Advances in AIP notwithstanding, nuclear-powered submarines are expected to account for the largest share of the overall market - some $87.4 billion over the next ten years - according ICD Research, presumably at least in part because a nuclear sub is second only to an aircraft carrier as a statement of national prestige.
Submarine reactors need to be robust and resilient enough to withstand the rigours of decades at sea. The physical stresses of onboard operations, coupled with the potential for rapidly changing power demands, and the innately harsh conditions within the reactor plant itself, combine to produce a uniquely challenging set of circumstances for nuclear propulsion.
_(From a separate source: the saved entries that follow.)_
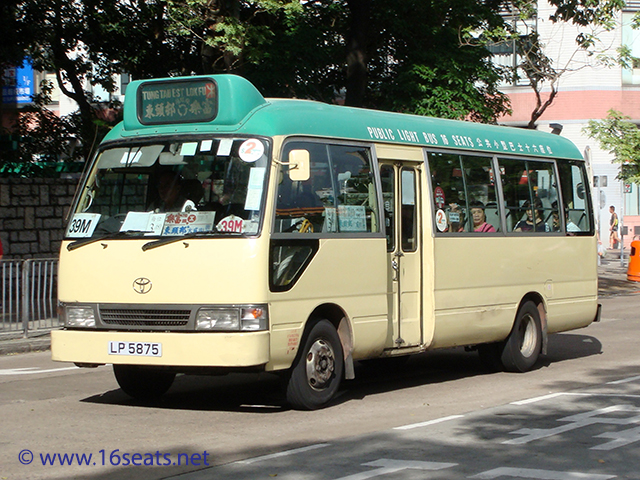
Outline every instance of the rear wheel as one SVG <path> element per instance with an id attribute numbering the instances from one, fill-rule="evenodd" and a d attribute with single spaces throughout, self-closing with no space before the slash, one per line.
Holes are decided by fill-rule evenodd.
<path id="1" fill-rule="evenodd" d="M 526 372 L 538 361 L 542 350 L 540 313 L 535 303 L 525 302 L 516 315 L 513 330 L 502 350 L 501 361 L 508 372 Z"/>
<path id="2" fill-rule="evenodd" d="M 113 373 L 124 393 L 137 400 L 161 397 L 176 377 L 174 372 L 139 365 L 114 365 Z"/>
<path id="3" fill-rule="evenodd" d="M 298 410 L 325 406 L 338 391 L 343 371 L 338 332 L 331 322 L 320 320 L 298 352 L 287 383 L 287 401 Z"/>

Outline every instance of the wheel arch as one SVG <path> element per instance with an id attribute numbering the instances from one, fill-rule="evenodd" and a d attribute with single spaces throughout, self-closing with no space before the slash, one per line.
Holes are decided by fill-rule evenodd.
<path id="1" fill-rule="evenodd" d="M 304 343 L 313 325 L 323 319 L 331 322 L 338 332 L 344 356 L 344 376 L 345 379 L 351 380 L 355 378 L 353 358 L 351 356 L 353 352 L 353 326 L 346 312 L 339 305 L 335 303 L 325 303 L 318 305 L 313 312 L 311 312 L 304 327 L 301 344 Z"/>

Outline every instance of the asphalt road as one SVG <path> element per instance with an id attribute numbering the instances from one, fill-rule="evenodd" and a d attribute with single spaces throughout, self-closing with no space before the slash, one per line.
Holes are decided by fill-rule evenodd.
<path id="1" fill-rule="evenodd" d="M 180 377 L 142 404 L 109 367 L 2 356 L 0 478 L 640 479 L 639 302 L 603 298 L 602 321 L 551 336 L 527 374 L 432 352 L 359 366 L 316 412 L 270 375 Z"/>

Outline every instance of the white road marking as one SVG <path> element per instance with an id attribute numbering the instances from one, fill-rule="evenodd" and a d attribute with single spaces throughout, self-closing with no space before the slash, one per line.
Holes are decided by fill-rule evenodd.
<path id="1" fill-rule="evenodd" d="M 553 470 L 538 470 L 531 468 L 500 467 L 479 473 L 477 475 L 473 475 L 469 478 L 491 479 L 498 477 L 534 478 L 539 480 L 608 480 L 609 478 L 615 478 L 615 475 L 602 475 L 598 473 L 580 472 L 556 472 Z"/>
<path id="2" fill-rule="evenodd" d="M 591 450 L 613 450 L 640 441 L 640 427 L 630 428 L 621 432 L 605 432 L 596 435 L 595 438 L 611 438 L 612 440 L 602 445 L 591 447 Z"/>
<path id="3" fill-rule="evenodd" d="M 457 463 L 442 462 L 420 462 L 412 460 L 392 460 L 388 458 L 380 458 L 374 462 L 363 463 L 363 467 L 378 467 L 368 472 L 355 473 L 336 480 L 366 480 L 367 478 L 379 477 L 388 473 L 396 473 L 401 470 L 443 470 L 445 468 L 455 467 Z"/>
<path id="4" fill-rule="evenodd" d="M 616 417 L 607 417 L 606 415 L 611 413 L 618 412 L 628 412 L 633 415 L 627 418 Z M 571 430 L 576 430 L 578 428 L 587 427 L 589 425 L 596 424 L 604 424 L 604 425 L 632 425 L 640 423 L 640 408 L 632 407 L 629 405 L 613 405 L 611 407 L 599 408 L 597 410 L 592 410 L 590 412 L 578 413 L 576 415 L 569 415 L 568 417 L 559 418 L 558 422 L 569 422 L 565 425 L 561 425 L 555 428 L 521 428 L 520 430 L 515 430 L 513 432 L 509 432 L 512 435 L 522 435 L 520 438 L 515 438 L 513 440 L 506 440 L 502 442 L 507 445 L 523 445 L 534 440 L 540 440 L 541 438 L 552 437 L 554 435 L 559 435 L 561 433 L 569 432 Z M 617 437 L 605 437 L 605 438 L 617 438 Z M 633 440 L 635 438 L 635 440 Z M 634 437 L 633 432 L 630 434 L 629 438 L 626 439 L 627 442 L 609 442 L 605 445 L 611 445 L 610 448 L 606 448 L 607 450 L 616 448 L 617 446 L 626 445 L 628 443 L 632 443 L 633 441 L 640 440 L 640 437 L 637 434 Z"/>
<path id="5" fill-rule="evenodd" d="M 272 458 L 280 458 L 280 457 L 286 457 L 288 455 L 296 455 L 298 453 L 304 453 L 310 450 L 316 450 L 317 448 L 328 447 L 329 445 L 330 444 L 328 443 L 318 443 L 316 445 L 309 445 L 308 447 L 294 448 L 293 450 L 285 450 L 284 452 L 272 453 L 270 455 L 263 455 L 261 457 L 247 458 L 246 460 L 238 460 L 237 462 L 234 462 L 234 463 L 248 465 L 250 463 L 262 462 L 264 460 L 271 460 Z"/>
<path id="6" fill-rule="evenodd" d="M 640 398 L 640 395 L 633 395 L 630 393 L 574 393 L 574 392 L 559 392 L 551 393 L 549 395 L 543 395 L 541 397 L 528 398 L 526 400 L 519 400 L 517 402 L 511 402 L 509 405 L 529 405 L 531 403 L 543 402 L 557 397 L 610 397 L 610 398 Z"/>
<path id="7" fill-rule="evenodd" d="M 450 415 L 448 417 L 436 418 L 435 420 L 429 420 L 427 422 L 413 423 L 411 425 L 403 425 L 401 427 L 393 427 L 394 430 L 411 430 L 413 428 L 428 427 L 429 425 L 435 425 L 436 423 L 447 422 L 449 420 L 455 420 L 456 418 L 462 418 L 464 415 Z"/>
<path id="8" fill-rule="evenodd" d="M 623 378 L 622 380 L 616 380 L 614 382 L 607 382 L 607 385 L 620 385 L 621 383 L 635 382 L 636 380 L 640 380 L 640 376 Z"/>
<path id="9" fill-rule="evenodd" d="M 38 367 L 26 367 L 26 368 L 5 368 L 0 370 L 0 375 L 36 375 L 38 373 L 52 373 L 63 372 L 65 370 L 77 370 L 79 367 L 75 365 L 73 367 L 62 368 L 48 368 L 46 370 L 39 370 Z"/>
<path id="10" fill-rule="evenodd" d="M 526 400 L 519 400 L 517 402 L 511 402 L 510 405 L 529 405 L 530 403 L 543 402 L 545 400 L 550 400 L 552 398 L 562 397 L 562 396 L 565 396 L 565 395 L 574 395 L 574 396 L 579 396 L 579 397 L 585 397 L 585 396 L 589 396 L 590 394 L 588 394 L 588 393 L 565 393 L 565 392 L 550 393 L 549 395 L 542 395 L 541 397 L 533 397 L 533 398 L 527 398 Z"/>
It requires what the Federation of American Scientists' Military Analysis Network describes as "an active, thorough and far-sighted technology effort to verify reactor operations and enhance the reliability of operating plants, as well as to ensure naval nuclear propulsion technology provides the best options for future needs."
Currently, achieving that often involves some level of technology transfer. Brazil's first nuclear-powered submarine, for instance, will use French technology, and the Royal Navy's newly announced, safer PWR3 reactor combines US design with British reactor expertise. However, other nations - most recently Argentina - have expressed ambitions to equip vessels independently with home-grown nuclear propulsion. How practical this is remains to be seen, but against a growing global backdrop of regional rivalries and territorial security concerns, the logic is clear.
Although the absolute number of active submarines has fallen since the end of the Cold War, there are more navies operating them than ever before, and for different reasons. With propulsion a key driver on submarine innovation, the growing interest in AIP, collaborative agreements and, ultimately, the rise of domestic nuclear-power programmes, are trends that seem set to continue.